Providing a set of reference examples is critical: The sensitivity results for the 28 compounds to 35 cell lines were provided to allow for “training” of the systems before subjecting them to the prediction task on 18 other cell lines.
Machine learning methods that represented nonlinear relationships between variables performed best: Linear combinations of measured features are not sufficient, and (somewhat unsurprisingly) biological systems have substantial nonlinearities that need to be captured for good predictive performance.
The Bansal challenge was considerably more difficult: Participants received only RNA expression response data from a single cell line. They did not receive training data, and thus had to create at least a skeletal biological model of drug synergism. They received the inhibitory concentration of the drugs at two time points only, making complex nonlinear relationships difficult to extract.

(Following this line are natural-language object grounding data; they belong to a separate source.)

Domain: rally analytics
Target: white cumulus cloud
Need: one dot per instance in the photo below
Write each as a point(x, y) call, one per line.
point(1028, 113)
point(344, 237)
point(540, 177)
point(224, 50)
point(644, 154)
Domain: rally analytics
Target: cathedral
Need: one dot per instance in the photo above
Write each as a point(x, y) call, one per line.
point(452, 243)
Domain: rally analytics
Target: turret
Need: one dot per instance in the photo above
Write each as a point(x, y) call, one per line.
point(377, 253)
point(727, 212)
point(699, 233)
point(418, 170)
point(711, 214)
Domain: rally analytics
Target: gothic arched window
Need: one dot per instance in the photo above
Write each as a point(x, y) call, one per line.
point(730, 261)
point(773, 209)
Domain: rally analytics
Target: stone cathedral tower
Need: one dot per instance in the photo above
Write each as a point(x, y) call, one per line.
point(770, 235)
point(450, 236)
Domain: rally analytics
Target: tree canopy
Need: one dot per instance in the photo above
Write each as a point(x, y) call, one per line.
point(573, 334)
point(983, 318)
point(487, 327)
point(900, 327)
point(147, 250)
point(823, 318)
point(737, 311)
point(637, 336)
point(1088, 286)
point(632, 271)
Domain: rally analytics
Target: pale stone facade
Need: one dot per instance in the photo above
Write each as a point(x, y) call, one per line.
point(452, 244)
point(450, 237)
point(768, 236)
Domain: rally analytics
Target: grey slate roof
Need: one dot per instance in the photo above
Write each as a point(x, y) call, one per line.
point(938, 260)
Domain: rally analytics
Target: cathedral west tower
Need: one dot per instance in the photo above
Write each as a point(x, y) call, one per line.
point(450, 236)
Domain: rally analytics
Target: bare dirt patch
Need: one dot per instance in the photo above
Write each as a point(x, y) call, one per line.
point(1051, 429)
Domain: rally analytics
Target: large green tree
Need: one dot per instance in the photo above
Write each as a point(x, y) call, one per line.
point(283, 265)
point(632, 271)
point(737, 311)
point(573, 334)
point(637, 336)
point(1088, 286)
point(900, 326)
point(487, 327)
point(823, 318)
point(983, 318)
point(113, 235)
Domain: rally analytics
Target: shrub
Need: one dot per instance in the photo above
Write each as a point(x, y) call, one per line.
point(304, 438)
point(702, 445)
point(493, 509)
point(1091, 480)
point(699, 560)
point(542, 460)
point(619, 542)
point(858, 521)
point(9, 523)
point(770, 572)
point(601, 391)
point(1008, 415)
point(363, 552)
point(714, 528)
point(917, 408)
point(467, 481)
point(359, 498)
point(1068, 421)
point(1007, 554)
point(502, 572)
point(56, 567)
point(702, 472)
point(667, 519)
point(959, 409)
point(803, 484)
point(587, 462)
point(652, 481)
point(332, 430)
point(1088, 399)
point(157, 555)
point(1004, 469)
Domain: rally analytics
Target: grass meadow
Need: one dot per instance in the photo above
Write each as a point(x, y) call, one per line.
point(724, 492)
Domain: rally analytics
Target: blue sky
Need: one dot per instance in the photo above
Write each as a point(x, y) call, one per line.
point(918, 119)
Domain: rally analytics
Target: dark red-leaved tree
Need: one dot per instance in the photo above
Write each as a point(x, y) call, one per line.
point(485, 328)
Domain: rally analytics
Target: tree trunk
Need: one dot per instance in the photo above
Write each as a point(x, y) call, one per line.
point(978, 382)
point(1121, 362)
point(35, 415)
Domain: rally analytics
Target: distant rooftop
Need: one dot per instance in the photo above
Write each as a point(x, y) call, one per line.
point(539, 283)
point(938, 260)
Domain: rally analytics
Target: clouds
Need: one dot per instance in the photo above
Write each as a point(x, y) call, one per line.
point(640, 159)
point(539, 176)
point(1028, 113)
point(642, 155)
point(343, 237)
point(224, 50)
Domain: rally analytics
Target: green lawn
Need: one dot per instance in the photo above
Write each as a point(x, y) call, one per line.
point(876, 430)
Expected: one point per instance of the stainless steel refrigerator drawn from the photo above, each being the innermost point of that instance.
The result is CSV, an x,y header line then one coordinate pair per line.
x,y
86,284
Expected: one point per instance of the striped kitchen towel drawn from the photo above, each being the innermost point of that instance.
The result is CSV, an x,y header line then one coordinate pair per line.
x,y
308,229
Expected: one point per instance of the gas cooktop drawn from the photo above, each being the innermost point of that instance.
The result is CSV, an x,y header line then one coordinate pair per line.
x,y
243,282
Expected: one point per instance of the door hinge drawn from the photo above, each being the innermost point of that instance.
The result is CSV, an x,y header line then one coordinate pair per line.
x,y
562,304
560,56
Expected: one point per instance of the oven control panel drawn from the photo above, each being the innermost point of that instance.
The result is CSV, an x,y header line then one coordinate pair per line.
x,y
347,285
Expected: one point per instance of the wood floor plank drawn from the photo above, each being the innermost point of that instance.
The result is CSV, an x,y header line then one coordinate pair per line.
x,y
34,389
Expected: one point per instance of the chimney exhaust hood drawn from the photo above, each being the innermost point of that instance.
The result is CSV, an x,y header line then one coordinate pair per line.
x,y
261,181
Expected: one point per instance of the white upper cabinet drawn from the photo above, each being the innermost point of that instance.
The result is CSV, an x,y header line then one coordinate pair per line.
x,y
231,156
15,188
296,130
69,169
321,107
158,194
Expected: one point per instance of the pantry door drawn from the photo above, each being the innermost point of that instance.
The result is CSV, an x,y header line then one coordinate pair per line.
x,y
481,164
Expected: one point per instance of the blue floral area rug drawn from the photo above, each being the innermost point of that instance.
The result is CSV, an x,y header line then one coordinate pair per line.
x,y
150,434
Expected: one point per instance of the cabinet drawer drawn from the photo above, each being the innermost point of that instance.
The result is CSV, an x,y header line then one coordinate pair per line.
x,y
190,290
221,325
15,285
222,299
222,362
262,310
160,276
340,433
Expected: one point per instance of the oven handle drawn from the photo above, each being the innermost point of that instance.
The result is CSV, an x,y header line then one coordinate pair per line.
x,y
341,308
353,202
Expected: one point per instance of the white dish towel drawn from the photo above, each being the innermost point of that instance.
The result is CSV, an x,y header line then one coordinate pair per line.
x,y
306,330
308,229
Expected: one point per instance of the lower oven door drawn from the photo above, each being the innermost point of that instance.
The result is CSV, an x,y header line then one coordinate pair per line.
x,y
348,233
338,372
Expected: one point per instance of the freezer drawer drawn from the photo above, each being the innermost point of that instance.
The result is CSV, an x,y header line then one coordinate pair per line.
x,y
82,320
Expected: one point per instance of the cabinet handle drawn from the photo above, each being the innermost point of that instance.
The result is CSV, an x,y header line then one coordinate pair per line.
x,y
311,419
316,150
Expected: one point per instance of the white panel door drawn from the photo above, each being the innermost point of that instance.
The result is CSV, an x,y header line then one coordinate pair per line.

Nonetheless, these challenges give us reason to be optimistic that predictive methods may provide powerful abilities to select drugs and drug combinations in the future. Of course, we must overcome several limitations. These challenges were performed on cell lines, and there will certainly be differences in the pharmacokinetics of these drugs within patients, who will absorb, distribute, metabolize, and excrete the compounds at different rates. The issue of dose will be paramount here, and we have only fragmentary information about dose in these studies. In addition, there will likely be pharmacodynamic differences given the heterogeneity of cancer cell populations and their adaptation over time to the selective pressure of toxic agents.
For the field of omics-based prediction, the fundamental challenge is to develop ways to marry the great predictive performance of modern machine learning methods with the specificity and insight gained from mechanistically based models. The Costello challenge provided a high ratio of training data to test data (complete data for 35 cell lines, predictions for 18), and thus it is not surprising that associative methods performed well. The Bansal challenge required the participants to construct a model for how synergy works biologically, before applying their machine learning methods—and that decision was critical because there was no “ground truth” training data provided. As we learn the complex processes that lead to biological phenotypes, a challenge going forward is to marry these models with our rich data sources to build predictors with high performance and high relevance to patient populations.
Disclosure of Potential Conflicts of Interest
R.B. Altman reports receiving a commercial research grant from Pfizer and has ownership interest in Personalis Inc.
The author's laboratory is part of the broad DREAM community of investigators, and is listed as such on both papers. The laboratory submitted predictions to the challenge but was not involved in the evaluation.
The author is supported by LM005652, GM102365, GM61374, MH094267, HL117798, Pfizer Inc., and Oracle Inc., and thanks Rani Schwindt for great assistance in creating the figure.